Governor Carney Discusses Impact of Recent International Developments
The world is grappling with dramatic events that have seized up markets, sparked a massive flight to quality and caused some great names in the world of finance to succumb, Bank of Canada Governor Mark Carney said today. But, he argues, the turmoil may be cathartic in restructuring markets, prompting decisive policy responses and speeding the reordering of the financial system to make the world more stable. He concludes that Canada's financial system is well positioned to weather this financial storm because it has been prudent and soundly capitalized.
In a speech to the Canadian Club of Montreal, Governor Carney outlined how the upheaval in global financial markets and the slowdown in the U.S. economy have been important international factors affecting the Canadian economy. High global commodity prices have benefited the Canadian economy, Governor Carney said, noting that continued volatility in commodity prices can be expected.
Governor Carney said that global markets are now at a critical juncture. Many foreign financial institutions need to raise capital, but their ability to do so has been reduced. "In this environment, the U.S. government's initiative to buy distressed assets is critically important. The plan announced by Treasury Secretary Paulson and being developed through discussions in the U.S. Congress is bold and timely," he said. Outside Canada, he reflected, it may be necessary for other countries to follow suit with public capital to complete the necessary deleveraging process.
The Governor stressed that Canadian financial institutions "are in considerably better shape than their international peers," which has allowed credit growth to remain strong in Canada. He also detailed the actions taken by the Bank of Canada to ease strains in Canadian financial markets and saluted international efforts, stressing that the G-7 "is ready to take whatever actions may be necessary, individually and collectively, to ensure the stability of the international financial system."
Governor Carney noted that the nature of the slowdown in the U.S. economy – with weakness in the housing and auto sectors – poses particular problems for Canadian exports. In addition, with credit conditions tightening, "a fall in U.S. domestic demand seems likely," he said. The recent further weakness in the U.S. financial sector has made the risk that the U.S. economic recovery will be delayed more probable.
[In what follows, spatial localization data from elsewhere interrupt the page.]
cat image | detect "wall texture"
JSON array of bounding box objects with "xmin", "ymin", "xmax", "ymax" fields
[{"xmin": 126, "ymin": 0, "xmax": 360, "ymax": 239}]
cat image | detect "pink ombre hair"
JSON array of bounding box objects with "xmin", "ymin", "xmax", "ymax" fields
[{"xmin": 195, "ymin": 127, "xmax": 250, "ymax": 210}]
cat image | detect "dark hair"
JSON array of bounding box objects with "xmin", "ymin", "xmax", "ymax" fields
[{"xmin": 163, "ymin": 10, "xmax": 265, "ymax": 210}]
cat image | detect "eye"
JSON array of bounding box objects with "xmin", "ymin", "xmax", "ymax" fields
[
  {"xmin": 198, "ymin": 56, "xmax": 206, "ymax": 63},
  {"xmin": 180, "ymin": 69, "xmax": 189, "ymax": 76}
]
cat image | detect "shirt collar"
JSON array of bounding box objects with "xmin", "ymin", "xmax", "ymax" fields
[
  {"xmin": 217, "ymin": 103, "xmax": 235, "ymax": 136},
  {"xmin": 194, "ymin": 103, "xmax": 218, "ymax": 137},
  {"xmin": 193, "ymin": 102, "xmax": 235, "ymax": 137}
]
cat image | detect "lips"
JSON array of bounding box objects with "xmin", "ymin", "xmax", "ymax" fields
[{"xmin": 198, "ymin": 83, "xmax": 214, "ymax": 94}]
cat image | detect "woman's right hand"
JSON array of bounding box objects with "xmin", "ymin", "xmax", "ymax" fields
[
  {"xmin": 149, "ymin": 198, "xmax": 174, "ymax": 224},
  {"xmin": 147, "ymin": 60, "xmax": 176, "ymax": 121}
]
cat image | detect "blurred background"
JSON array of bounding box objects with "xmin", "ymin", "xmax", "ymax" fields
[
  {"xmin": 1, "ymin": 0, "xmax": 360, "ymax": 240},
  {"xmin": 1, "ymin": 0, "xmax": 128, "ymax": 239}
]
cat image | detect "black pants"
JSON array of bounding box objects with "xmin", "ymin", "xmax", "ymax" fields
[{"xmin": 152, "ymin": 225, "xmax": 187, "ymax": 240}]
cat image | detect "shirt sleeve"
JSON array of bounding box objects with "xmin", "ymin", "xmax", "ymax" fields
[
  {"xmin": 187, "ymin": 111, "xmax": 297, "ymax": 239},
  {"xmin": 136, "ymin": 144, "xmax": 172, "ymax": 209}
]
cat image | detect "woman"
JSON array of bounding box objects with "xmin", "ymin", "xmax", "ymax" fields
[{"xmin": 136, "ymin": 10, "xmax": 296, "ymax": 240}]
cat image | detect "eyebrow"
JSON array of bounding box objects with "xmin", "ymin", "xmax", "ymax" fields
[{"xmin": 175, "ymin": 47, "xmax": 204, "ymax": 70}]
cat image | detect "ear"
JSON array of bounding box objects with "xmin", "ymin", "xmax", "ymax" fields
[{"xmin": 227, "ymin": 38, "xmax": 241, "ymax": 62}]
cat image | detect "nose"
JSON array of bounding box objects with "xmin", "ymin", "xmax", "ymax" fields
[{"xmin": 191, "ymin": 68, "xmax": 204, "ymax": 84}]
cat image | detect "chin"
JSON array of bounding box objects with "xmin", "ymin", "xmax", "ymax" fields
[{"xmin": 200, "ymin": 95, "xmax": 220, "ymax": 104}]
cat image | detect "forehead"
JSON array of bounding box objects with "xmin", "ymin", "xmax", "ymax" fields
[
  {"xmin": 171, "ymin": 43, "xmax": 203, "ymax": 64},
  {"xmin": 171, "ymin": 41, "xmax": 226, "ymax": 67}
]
In conclusion, Governor Carney cautioned that while international events will have an important influence on our economy, "they must be considered in tandem with domestic factors, including the strength of domestic demand, the evolution of potential growth and the health of our financial system." The Governor added that the Bank of Canada will continue to monitor economic and financial developments carefully and "will continue to set monetary policy consistent with achieving the 2 per cent inflation target over the medium term."